Только один из гостей, державшийся в стороне, смотрел на эти кривлянья сурово и в то же время презрительно, сдвинув брови и горько усмехаясь. Это был человек преклонных лет, некогда занимавший в колониях высокое положение и пользовавшийся доброй славой, а в молодости отличавшийся и боевыми подвигами. Многие удивлялись тому, что полковник Джолиф, убежденный виг хоть годы и не позволяли ему теперь принимать деятельное участие в борьбе, остался в Бостоне во время осады, и в особенности тому, что он открыто показывается в резиденции сэра Уильяма Хоу. Но как бы то ни было, он туда пришел вместе с хорошенькой внучкой, повисшей у него на руке, и средь общего шума и ликования его суровая старческая фигура казалась наиболее точно выдержанным образом этого маскарада, настолько полно она олицетворяла подлинный дух его родины.
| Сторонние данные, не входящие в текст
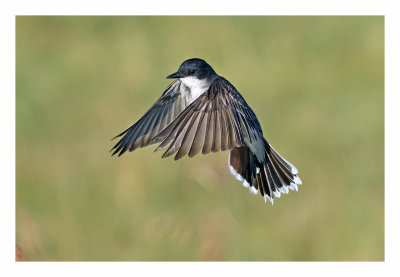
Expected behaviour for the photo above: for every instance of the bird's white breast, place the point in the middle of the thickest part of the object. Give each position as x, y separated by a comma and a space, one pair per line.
196, 86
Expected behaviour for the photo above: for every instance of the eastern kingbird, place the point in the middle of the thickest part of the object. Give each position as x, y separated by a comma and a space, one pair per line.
203, 112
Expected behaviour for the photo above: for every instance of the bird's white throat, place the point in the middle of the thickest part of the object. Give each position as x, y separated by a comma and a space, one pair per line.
196, 86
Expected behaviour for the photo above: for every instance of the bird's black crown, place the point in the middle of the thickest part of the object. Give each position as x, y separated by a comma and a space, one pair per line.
194, 67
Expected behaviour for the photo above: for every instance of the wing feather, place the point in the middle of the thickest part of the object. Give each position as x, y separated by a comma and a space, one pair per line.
218, 120
171, 103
Некоторые из гостей утверждали, будто от пуританской угрюмости полковника Джолифа на все кругом ложится черная тень, но это ничуть не мешало общему веселью, становившемуся все более бурным, подобно тому как светильня — зловещее сравнение! — вспыхивает все ярче перед тем как догореть.

Спустя полчаса после того, как на Старой Южной церкви пробило одиннадцать, среди гостей распространился слух о том, что готовится новое представление или зрелище, которое послужит достойным завершением этого блистательного праздника.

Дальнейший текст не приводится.